The labeling likely refers to Mandatory Access Control (MAC) where objects (data, cells) are assigned classification labels (e.g. Top Secret, Confidential) and subjects (users, processes) can only access objects that match the subject's assigned classification level.
I would imagine that this is similar to other ACL products in which the NSA has previously expressed interest, like SELinux. The "labeling" probably means setting permission levels.
"There is a risk that Accumulo will be criticized for not providing adequate security. The access labels in Accumulo do not in themselves provide a complete security solution, but are a mechanism for labeling each piece of data with the authorizations that are necessary to see it."
I'm guessing that the idea is to make it easy to enforce permissions at the application layer. You give permissions, and you get only cells that the current query-er is allowed to see. With HBase, it would be pretty easy to put permissions by the row (add a permission column, or column family if it's complicated enough), but if you want some columns in a row to have some permissions and some to have different ones, it would get unpleasant and inefficient fast.

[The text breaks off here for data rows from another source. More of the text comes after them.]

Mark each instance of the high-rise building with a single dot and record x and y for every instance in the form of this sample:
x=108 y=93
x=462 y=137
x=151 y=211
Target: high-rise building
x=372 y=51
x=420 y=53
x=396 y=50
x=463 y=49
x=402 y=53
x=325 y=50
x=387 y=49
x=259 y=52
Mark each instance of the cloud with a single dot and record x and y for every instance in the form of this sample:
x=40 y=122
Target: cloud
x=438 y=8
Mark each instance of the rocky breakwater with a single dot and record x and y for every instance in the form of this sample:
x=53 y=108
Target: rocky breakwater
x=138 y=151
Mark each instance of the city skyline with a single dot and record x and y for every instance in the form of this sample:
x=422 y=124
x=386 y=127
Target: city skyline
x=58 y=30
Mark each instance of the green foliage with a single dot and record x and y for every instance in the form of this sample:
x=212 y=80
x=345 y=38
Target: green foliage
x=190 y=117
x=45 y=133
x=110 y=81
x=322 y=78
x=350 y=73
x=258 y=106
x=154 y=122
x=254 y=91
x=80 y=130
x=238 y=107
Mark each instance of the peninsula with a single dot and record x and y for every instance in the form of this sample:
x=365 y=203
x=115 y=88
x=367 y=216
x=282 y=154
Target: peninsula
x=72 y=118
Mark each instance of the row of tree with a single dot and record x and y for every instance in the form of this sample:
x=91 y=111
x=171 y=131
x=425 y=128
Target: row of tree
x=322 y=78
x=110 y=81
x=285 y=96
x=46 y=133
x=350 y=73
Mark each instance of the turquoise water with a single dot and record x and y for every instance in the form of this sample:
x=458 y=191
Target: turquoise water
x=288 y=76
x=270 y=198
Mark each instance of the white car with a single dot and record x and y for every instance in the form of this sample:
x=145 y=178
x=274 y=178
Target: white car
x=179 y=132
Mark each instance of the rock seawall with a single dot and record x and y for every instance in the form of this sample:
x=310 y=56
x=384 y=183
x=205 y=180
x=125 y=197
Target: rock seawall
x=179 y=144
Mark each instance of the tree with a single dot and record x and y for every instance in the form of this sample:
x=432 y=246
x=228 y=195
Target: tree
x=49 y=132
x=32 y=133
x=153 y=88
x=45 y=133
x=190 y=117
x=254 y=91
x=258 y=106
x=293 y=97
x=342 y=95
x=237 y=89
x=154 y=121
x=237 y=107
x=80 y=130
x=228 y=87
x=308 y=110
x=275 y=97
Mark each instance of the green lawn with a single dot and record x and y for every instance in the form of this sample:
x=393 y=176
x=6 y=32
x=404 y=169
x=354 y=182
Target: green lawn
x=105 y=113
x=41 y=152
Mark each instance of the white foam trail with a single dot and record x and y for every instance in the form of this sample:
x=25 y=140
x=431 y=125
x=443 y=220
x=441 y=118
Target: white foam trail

And regardless, all of the filtering would have to occur at the application layer, meaning you'd have to wrap every get/scan to have it do the filtering for you. The Accumulo way also gets you some efficiency because it never even has to transfer the cells that get filtered by the permissions (or even fully read their content from disk, possibly).
Even though each cell isn't separately encrypted to get you true security at the cell level (which would destroy your performance, I'd guess), this seems like a huge win if you want to have permissions at the cell level.
So NoSQL approach makes all those skiddies SQLi attacks moot.
Still 200k lines of code = ~2000 bugs...
So, opening it to the public will expose (some) of those, and fixes will be created.
and
Now, when are you going to show off that really kool advanced A.I. you guys are sitting on!
100s of pages of documentation is a promising start for any open source project.